Ben Zwiehoff im Nationaltrikot des BDR. Foto: Archiv/Erhard Goller
Ben Zwiehoff im Nationaltrikot des BDR. Foto: Archiv/Erhard Goller
13.04.2018 | Saalhausen (rad-net) - Elisabeth Brandau und Ben Zwiehoff führen das Starterfeld des zweiten Laufs zum XLC-3-Nationscup an. In Saalhausen trifft die Deutsche Cross-Meisterin auf die Niederländerin Anne Terpstra, die nach längerer Verletzungspause ihr Comeback gibt, sowie auf die ehemalige U23-Europameisterin im Cyclo-Cross, Annemarie Worst.

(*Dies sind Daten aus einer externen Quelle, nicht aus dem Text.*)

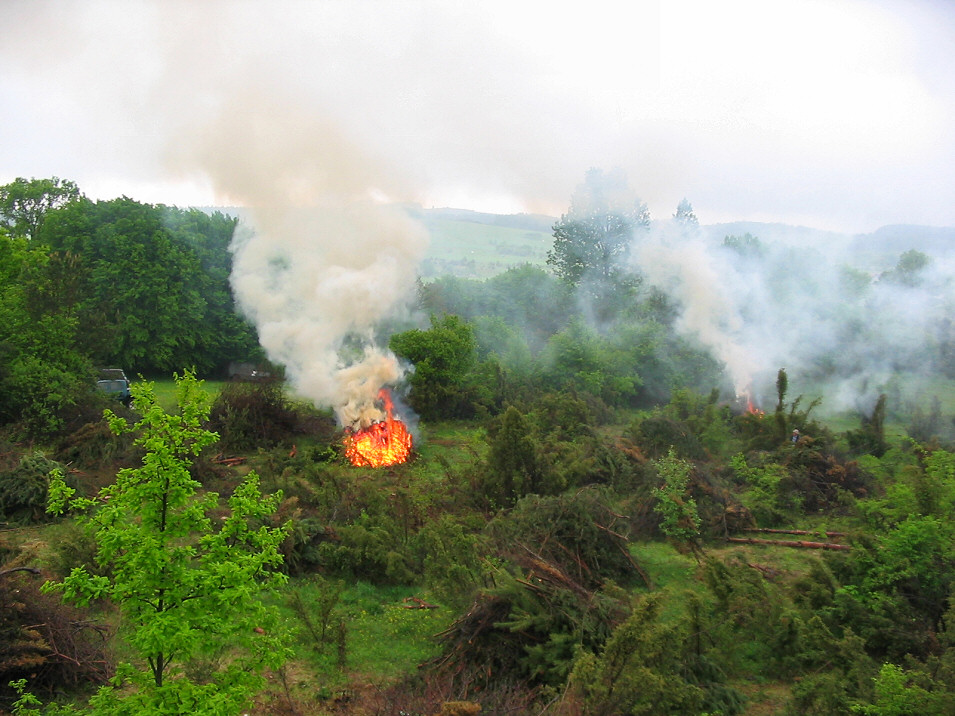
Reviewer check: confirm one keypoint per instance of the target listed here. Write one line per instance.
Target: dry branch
(793, 532)
(804, 544)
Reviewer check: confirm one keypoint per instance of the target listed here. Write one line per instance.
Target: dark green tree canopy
(25, 202)
(593, 239)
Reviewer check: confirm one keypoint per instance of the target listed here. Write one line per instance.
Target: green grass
(384, 638)
(473, 250)
(166, 391)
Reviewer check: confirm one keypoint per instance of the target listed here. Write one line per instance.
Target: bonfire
(387, 442)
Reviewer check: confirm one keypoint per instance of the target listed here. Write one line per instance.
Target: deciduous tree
(188, 589)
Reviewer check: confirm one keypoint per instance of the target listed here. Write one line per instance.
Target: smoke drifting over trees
(842, 314)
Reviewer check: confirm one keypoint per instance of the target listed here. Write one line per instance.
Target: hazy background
(317, 115)
(836, 114)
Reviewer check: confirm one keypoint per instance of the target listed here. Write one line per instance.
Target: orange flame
(380, 444)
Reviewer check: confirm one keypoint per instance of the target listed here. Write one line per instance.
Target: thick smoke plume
(845, 316)
(326, 259)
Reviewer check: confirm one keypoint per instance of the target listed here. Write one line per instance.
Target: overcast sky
(837, 114)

Brandau (EBE Racing) muss bei dem C2-dotierten Rennen im Sauerland als Favoritin gelten, nimmt man die zuletzt gezeigten Leistungen zum Maßstab. Sowohl ihr 13. Rang beim Weltcup in Stellenbosch, als auch die jüngsten Resultate beim Straßenrennen in Schönaich und beim Urban Cycling Festival in Zürich deuten darauf hin, dass es ihre Konkurrentinnen mit einem starken Auftritt der Schwäbin rechnen müssen.

Auf dem Papier ist es die Niederländerin Anne Terpstra (Ghost Factory Racing), die für Brandau die größte Konkurrenz bildet. Doch weil es ihr erstes Rennen nach dem Knöchelbruch ist, lässt sich die Frage nach der Form erst mit dem Rennen selbst beantworten. Es ist davon auszugehen, dass Annemarie Worst (Era-Circus/De adelaar) in guter Verfassung antreten wird und dann ist da auch noch die Polin Paula Gorycka (Strüby BiXS), die man als Podestkandidatin auf der Rechnung haben muss.

Bei den Herren trifft Ben Zwiehoff (Bergamont) auf Altmeister Wolfram Kurschat (Kurschat Consulting) sowie die den Belgier Didier Bats (CST Sandd American Eagle) und Frank Beemer (Habitat MTB Team). Auch Bart de Vocht (Goeman-Scott) könnte ein Wörtchen mitreden, wenn es um die Verteilung der Treppchenplätze geht.

Die U23-Fahrer bekommen nur für den NRW-Cup eine eigene Wertung, aber werden sie gemäß UCI-Reglement im gleichen Rennen fahren wie die Elite, so dass ein Feld von aktuell 68 gemeldeten Fahrern zusammenkommt.

Insgesamt erwartet der Klub in Saalhausen rund 600 Sportler. Die Strecke wurde seit der Deutschen Meisterschaft 2015 etwas überarbeitet und an ein paar Passagen korrigiert und wiederhergestellt. Die markanten Spots seien aber erhalten, so heißt es in einer Pressemitteilung des Veranstalters. «Die Sponsoren stehen hinter uns und signalisieren schon mal großes Interesse», so Thorsten Kathol, Marketingleiter der RSA TSV Saalhausen. «Das Thema Marathon ist für uns leider nun Geschichte und wir werden uns intensiv im Cross-Country engagieren.» Probleme mit Waldbesitzern und stagnierende Starterzahlen hatten zu dem Entschluss geführt.